At this inspection we found one breach of the Health and Social Care Act 2008 (Regulated Activities) Regulations 2014. You can see what action we told the provider to take at the back of the full version of the report.

We spoke to six people who used the service. Comments were positive. People told us that they felt safe being supported by the staff team and that staff did everything they could to ensure that they received the support they needed to return home. People told us that they felt that the staff team cared about them and responded to them in a positive and helpful manner. This view was echoed by a relative that we spoke with.

However we found that people who used the service did not always benefit from living in a well maintained and home-like environment. Refurbishment to the decoration, fixtures and fittings were noted to present a potential risk to people.

Staff we spoke with had little understanding of the Mental Capacity Act 2005 and had not received training on this. We did not see any evidence in care plans that an assumption had been made that people had capacity to make decisions or steps that the registered provider needed to take if the capacity of people to make decisions was uncertain.
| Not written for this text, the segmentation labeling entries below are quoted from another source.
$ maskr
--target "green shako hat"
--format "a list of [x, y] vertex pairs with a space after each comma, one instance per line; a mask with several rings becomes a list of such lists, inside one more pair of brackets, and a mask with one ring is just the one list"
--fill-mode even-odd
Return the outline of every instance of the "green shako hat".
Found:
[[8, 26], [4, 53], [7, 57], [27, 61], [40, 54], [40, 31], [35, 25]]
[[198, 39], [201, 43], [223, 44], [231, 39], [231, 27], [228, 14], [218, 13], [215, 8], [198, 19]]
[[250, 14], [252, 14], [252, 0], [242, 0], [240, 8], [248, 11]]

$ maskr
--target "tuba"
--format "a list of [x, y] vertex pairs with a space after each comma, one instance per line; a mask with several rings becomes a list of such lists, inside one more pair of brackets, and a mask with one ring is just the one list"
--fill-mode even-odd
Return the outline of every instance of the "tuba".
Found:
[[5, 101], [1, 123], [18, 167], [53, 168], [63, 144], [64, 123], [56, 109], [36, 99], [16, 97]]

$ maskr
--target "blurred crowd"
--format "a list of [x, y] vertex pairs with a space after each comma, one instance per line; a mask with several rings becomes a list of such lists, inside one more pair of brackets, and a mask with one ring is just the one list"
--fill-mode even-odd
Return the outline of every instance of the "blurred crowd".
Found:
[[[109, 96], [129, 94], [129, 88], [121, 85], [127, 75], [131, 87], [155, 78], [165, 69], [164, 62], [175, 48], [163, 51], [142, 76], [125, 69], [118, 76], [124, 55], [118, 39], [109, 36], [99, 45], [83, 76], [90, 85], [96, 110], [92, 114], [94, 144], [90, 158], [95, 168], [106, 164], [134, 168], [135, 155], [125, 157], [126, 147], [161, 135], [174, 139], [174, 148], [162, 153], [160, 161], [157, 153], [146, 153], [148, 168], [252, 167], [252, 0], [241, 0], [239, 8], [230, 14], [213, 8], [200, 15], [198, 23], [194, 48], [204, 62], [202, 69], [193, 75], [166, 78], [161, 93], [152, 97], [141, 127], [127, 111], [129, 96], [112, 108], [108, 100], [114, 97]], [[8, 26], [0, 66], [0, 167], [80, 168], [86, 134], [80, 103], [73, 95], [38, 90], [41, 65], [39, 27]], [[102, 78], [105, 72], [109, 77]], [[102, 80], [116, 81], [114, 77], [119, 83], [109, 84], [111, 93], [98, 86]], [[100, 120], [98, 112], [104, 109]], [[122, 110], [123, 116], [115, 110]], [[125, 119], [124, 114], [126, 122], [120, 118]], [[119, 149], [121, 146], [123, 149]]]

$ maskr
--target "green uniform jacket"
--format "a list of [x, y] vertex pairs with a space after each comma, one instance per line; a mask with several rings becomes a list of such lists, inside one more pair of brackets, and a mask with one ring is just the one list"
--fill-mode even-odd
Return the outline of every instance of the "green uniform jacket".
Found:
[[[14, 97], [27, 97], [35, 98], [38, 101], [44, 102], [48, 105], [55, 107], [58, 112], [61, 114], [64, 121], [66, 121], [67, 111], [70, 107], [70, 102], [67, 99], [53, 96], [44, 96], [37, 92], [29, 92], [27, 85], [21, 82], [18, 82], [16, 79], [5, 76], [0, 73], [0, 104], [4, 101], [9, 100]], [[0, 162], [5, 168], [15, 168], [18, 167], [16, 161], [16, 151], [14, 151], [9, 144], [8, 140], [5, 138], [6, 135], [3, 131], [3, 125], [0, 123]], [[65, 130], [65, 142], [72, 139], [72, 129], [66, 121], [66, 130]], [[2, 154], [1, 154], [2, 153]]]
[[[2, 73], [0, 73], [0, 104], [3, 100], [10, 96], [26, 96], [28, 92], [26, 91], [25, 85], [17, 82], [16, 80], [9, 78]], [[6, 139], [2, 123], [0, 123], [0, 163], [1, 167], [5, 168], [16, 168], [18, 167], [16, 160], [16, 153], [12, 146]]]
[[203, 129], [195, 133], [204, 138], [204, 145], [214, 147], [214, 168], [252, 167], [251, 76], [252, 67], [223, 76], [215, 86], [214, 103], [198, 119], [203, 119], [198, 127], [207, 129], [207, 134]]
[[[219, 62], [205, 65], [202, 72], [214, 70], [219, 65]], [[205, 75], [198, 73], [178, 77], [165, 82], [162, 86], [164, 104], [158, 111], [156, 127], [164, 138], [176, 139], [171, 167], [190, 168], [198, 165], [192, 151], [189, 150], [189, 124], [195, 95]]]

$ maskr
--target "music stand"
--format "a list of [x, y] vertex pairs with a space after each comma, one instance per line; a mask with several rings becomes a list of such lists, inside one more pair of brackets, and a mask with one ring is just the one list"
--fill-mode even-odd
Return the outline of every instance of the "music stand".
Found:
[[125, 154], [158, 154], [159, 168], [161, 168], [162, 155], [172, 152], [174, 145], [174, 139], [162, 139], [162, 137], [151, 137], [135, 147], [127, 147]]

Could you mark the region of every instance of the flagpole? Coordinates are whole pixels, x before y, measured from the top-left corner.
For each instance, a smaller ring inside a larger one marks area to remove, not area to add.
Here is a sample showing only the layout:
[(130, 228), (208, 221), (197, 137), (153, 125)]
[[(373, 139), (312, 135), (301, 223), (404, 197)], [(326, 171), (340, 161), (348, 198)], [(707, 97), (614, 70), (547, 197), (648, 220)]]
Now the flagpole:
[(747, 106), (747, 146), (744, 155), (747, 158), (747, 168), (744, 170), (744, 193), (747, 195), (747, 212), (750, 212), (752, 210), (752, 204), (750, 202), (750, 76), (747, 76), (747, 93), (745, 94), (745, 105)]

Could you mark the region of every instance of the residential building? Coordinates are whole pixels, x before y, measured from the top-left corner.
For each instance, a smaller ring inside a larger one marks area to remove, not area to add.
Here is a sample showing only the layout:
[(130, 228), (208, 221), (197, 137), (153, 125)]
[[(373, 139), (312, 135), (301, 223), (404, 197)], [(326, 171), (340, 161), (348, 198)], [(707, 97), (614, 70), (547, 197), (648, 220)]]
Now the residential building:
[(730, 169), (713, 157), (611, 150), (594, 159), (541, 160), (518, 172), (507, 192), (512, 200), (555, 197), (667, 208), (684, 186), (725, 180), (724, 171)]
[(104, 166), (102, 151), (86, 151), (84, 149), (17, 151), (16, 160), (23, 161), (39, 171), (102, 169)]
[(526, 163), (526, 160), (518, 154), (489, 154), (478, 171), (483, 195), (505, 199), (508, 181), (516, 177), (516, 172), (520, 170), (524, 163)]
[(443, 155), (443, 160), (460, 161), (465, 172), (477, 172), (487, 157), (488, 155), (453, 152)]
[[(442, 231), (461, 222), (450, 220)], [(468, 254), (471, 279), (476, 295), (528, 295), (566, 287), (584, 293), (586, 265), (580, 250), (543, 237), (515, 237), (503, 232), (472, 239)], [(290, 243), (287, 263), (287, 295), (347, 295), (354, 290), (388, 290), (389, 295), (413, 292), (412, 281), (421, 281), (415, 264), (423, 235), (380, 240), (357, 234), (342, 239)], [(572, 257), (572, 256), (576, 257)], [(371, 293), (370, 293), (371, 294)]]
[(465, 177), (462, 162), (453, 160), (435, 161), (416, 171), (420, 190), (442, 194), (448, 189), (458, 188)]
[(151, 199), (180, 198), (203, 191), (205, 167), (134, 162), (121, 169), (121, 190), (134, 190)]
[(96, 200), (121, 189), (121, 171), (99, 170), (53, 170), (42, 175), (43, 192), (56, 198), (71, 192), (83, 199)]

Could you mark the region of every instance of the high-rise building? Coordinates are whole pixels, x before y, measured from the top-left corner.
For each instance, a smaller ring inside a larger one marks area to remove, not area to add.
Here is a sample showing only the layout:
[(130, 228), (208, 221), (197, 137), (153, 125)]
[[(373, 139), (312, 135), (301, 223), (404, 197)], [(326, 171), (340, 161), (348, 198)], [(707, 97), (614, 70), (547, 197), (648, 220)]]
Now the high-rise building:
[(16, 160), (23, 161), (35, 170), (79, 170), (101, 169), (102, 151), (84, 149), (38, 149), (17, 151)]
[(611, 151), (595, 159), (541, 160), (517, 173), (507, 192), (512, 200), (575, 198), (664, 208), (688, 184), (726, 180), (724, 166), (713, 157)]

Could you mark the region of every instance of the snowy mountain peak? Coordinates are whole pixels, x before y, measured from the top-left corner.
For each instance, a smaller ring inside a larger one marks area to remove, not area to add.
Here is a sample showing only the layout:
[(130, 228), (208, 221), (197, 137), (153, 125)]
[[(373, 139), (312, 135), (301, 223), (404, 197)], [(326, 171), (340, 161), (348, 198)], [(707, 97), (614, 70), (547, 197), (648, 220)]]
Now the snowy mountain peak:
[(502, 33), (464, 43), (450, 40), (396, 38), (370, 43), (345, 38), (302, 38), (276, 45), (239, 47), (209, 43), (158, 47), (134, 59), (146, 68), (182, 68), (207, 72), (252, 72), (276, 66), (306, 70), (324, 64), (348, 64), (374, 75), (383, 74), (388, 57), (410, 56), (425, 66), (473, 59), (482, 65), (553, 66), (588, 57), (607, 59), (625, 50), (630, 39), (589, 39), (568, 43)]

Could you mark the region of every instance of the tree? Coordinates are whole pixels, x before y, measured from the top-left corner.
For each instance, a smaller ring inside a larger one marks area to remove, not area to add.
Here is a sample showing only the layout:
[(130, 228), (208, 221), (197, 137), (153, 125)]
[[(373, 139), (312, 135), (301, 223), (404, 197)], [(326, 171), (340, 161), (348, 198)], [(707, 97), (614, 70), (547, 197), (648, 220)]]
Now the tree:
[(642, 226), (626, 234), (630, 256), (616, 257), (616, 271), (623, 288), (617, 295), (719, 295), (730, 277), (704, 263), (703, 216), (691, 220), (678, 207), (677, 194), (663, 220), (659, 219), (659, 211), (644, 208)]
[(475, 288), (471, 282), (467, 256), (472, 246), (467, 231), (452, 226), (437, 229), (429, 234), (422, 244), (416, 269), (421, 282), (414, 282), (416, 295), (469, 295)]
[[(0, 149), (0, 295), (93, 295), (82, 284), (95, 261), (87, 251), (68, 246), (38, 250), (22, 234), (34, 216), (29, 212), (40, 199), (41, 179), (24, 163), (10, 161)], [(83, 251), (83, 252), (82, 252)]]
People considered that their medical needs were attended to. One person told us that they had been able to re-establish family links during their stay at the service and this had been supported by the staff team. We found that the registered manager had made improvements to the service since they were appointed as manager it in October 2014. This included ensuring people’s needs were met.

We saw that pre-assessment information was received and assessed by the service. A system had been introduced whereby the detailed needs of people were outlined in all aspects of the support they required were assessed and then a decision made on whether admission was appropriate. This was in response to past occasions when pre-admission assessments received did not accurately reflect the actual needs of people. Once admission was agreed, the assessment information was translated into a care plan.

People who used the service did not always have care planning documentation that was person centred to them. Some care plans were generic in nature with general statements on how support was to be offered. Care plans did not include people being involved in their evaluation and were not presented in a format that took the communication needs of people into account. This was the case in respect of one person who had limited eyesight.

People knew how to make a complaint about the service they received. The registered provider had not received any complaints. The registered manager told us that they strived to deal with any concerns before they got to a formal stage.

The registered manager had been in post since October 2014. They told us that they were aware of the challenges they faced in respect of ensuring that the service met the needs of people. They had introduced a quality assurance systems relating to care planning, infection control, health and safety and medication. The registered manager had started to hold regular group supervisions with each staff team and had delegated supervisions to senior staff for care staff. The registered manager had recognised that the service had had experiences in the past of admitting people whose pre-assessment information was different from their actual needs. As a result they had introduced a system of reviewing pre-admission information from hospitals to ensure that people’s needs were met.

Staff and people using the service made positive comments about the registered manager. People using the service said that the manager was approachable and well-liked. Staff welcomed the registered manager’s approach to deal with issues they faced and felt that she was “dynamic” and had a clear vision.